The human voice consists of audio-frequency (AF) energy, with components ranging from about 100 Hz to several kilohertz (kHz). (A frequency of 1 Hz is one cycle per second; 1 kHz = 1000 Hz.) This has been known ever since Alexander Graham Bell sent the first voice signals over electric wires.

As computer-controlled robots evolve, people naturally want to control them just by talking to them. Speech recognition, also called voice recognition, makes this possible. The illustration is a block diagram of a simple speech-recognition system.

Components of speech

Suppose you speak into a microphone that is connected to an oscilloscope, and see the jumble of waves on the screen. How can any computer be programmed to make sense out of that? The answer lies in the fact that, whatever you say, it is comprised of only a few dozen basic sounds called phonemes. These phonemes can be identified by computer programs.

In communications, a voice can be transmitted if the bandwidth is restricted to the range from 300 to 3000 Hz. Certain phonemes, such as “ssss,” contain energy at frequencies of several kilohertz, but all the information in a voice, including the emotional content, can be conveyed if the audio passband is cut off at 3000 Hz. This is the typical voice frequency response in a two-way radio.

Most of the acoustic energy in a human voice occurs within three defined frequency ranges, called formants. The first formant is at less than 1000 Hz. The second formant ranges from approximately 1600 to 2000 Hz. The third formant ranges from approximately 2600 to 3000 Hz. Between the formants there are spectral gaps, or ranges of frequencies at which little or no sound occurs. The formants, and the gaps between them, stay in the same frequency ranges no matter what is said.
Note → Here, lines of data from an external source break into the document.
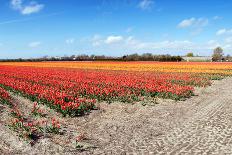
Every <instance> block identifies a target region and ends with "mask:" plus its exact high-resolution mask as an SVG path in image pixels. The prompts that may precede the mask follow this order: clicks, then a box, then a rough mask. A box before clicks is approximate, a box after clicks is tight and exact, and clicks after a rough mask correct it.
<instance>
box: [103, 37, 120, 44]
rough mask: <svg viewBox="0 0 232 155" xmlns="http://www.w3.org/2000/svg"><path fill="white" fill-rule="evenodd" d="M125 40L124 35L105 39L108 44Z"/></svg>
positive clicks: (106, 42)
mask: <svg viewBox="0 0 232 155" xmlns="http://www.w3.org/2000/svg"><path fill="white" fill-rule="evenodd" d="M122 40H123V37H122V36H108V37H107V39H106V40H105V43H106V44H113V43H118V42H120V41H122Z"/></svg>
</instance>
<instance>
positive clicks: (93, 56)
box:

The fine details of the voice print determine not only the words, but all the emotions, insinuations, and other aspects of speech. Any change in “tone of voice” shows up in a voice print. Therefore, in theory, it is possible to build a machine that can recognize and analyze speech as well as any human being.

A/D Conversion

The passband, or range of audio frequencies transmitted in a circuit, can be reduced greatly if you are willing to give up some of the emotional content of the voice, in favor of efficient information transfer. Analog-to-digital conversion accomplishes this.An analog-to-digital converter (ADC) changes the continuously variable, or analog, voice signal into a series of digital pulses. This is a little like the process in which a photograph is converted to a grid of dots for printing in the newspaper. There are several different characteristics of a pulse train that can be varied. These include the pulse amplitude, the pulse duration, and the pulse frequency.

A digital signal can carry a human voice within a passband less than 200 Hz wide. That is less than one-tenth of the passband of the analog signal. The narrower the bandwidth, in general, the more of the emotional content is sacrificed. Emotional content is conveyed by inflection, or variation in voice tone.When inflection is lost, a voice signal resembles a monotone. However, it can still carry some of the subtle meanings and feelings.

Word analysis

For a computer to decipher the digital voice signal, it must have a vocabulary of words or syllables, and some means of comparing this knowledge base with the incoming audio signals. This system has two parts: a memory, in which various speech patterns are stored; and a comparator, which compares these stored patterns with the data coming in. For each syllable or word, the circuit checks through its vocabulary until a match is found. This is done very quickly, so the delay is not noticeable. The size of the computer’s vocabulary is related directly to its memory capacity. An advanced speech-recognition system requires a large amount of memory.

The output of the comparator must be processed in some way, so that the machine knows the difference between words or syllables that sound alike. Examples are “two/too,”“way/weigh,” and “not/knot.” For this to be possible, the context and syntaxmust be examined. There must also be some way for the computer to tell whether a group of syllables constitutes one word, two words, three words, or more. The more complicated the voice input, the greater is the chance for confusion. Even the most advanced speech-recognition system makes mistakes, just as people sometimes misinterpret what you say. Such errors will become less frequent as computer memory capacity and operating speed increase.

Insinuations and emotions

The ADC in a speech-recognition system removes some of the inflections from a voice. In the extreme, all of the tonal changes are lost, and the voice is reduced to “audible text.” For most robot-control purposes, this is adequate. If a system could be 100 percent reliable in just getting each word right, speech-recognition engineers would be very pleased.However, when accuracy does approach 100 percent, there is increasing interest in getting some of the subtler meanings across, too. Consider the sentence, “You will go to the store after midnight,” and say it with the emphasis on each word in turn (eight different ways). The meaning changes dramatically depending on the prosodic features of your voice: which word or words you emphasize. Tone is important for another reason, too: a sentence might be a statement or a question. Thus, “You will go to the store after midnight?” represents something completely different from “You will go to the store after midnight!”Even if all the tones are the same, the meaning can vary depending on how quickly something is said. Even the timing of breaths can make a difference.